新潟大学准教授 張雲
首相に返り咲くと目される自民党の安倍晋三新総裁は10月15日、アメリカ国務副長官との会談で中日の島をめぐる争いに対し「議論の余地ない。領土問題は存在しない。1ミリたりとも譲れない」と強硬な態度を見せた。同時に、問題の悪化が懸念される中、釣魚島の主権が日本に帰属することをアメリカに認めさせようとの声が日本国内で増えている。実際は、アメリカを通じた対中圧力は戦略的に間違っており、日本の国家的利益から見て危険な行為である。
まず、日本はアメリカが西太平洋を守るための最重要な同盟相手であると認識しており、時が来ればアメリカは日本を支持すると考えている。しかしそのロジックは信頼性に欠ける。アメリカの一貫した態度とは、「領土の帰属について、いずれの立場にも属さない。ただし、日米安保条約の適応範囲である」だ。これはアメリカが中国と対立を望んでおらず、また同盟相手である「小さなパートナー」にも気を配っているという、複雑な心理を表している。日本にとってみれば、明確な同意を得られていないという懸念を生じさせる態度だ。
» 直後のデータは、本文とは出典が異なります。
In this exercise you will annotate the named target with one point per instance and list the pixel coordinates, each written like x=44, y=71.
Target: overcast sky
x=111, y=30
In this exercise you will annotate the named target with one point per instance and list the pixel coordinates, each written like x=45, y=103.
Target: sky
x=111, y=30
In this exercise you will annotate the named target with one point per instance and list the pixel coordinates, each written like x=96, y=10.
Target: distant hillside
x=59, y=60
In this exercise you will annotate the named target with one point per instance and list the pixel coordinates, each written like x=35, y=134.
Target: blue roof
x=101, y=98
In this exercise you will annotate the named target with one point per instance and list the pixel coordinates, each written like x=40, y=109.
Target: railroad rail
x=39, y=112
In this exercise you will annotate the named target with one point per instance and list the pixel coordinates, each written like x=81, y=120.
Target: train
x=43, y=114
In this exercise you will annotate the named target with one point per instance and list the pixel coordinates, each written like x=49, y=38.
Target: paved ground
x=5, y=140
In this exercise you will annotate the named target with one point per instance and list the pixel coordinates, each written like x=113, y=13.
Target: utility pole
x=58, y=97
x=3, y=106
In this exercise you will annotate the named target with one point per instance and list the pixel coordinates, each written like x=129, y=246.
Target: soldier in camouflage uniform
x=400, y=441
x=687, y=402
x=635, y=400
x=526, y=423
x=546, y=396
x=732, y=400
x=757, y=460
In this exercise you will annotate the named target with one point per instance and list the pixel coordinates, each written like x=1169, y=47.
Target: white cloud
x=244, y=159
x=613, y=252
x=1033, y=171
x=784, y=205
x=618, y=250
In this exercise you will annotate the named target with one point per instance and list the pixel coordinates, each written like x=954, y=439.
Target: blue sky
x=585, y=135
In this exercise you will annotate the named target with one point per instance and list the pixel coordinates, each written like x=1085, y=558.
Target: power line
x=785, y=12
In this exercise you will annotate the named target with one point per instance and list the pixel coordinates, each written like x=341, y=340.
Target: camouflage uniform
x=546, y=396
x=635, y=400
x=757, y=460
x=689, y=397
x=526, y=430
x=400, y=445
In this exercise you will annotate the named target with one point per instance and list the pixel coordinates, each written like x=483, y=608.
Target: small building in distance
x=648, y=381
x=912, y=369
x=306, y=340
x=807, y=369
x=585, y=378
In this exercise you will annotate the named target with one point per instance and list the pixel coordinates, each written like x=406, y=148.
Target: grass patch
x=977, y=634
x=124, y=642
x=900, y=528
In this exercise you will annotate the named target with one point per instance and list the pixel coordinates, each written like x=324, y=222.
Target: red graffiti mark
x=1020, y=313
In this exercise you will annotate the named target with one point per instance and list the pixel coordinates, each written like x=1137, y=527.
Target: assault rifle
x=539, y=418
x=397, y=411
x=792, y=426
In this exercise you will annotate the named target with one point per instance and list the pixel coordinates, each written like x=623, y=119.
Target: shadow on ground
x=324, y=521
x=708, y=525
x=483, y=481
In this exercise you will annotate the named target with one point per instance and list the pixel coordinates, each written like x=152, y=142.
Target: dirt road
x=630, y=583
中日間の問題が悪化すれば、アメリカが関与せざるを得ない局面にもなるだろう。その際、アメリカが中国を選択することはありえないというのが、日本側のロジックである。しかしオバマ政権で国家安全保障会議(NSC)アジア上級部長を務めたベーダー氏は回顧録の中で、「中日両国がこれらの島嶼のために開戦するとか、アメリカがそれに巻き込まれるというのは、あり得ない話だ」と明確に記している。問題が後戻りできない状態になる前に、アメリカは日本を抑えこんで開戦を回避する戦略に転じる可能性が高い。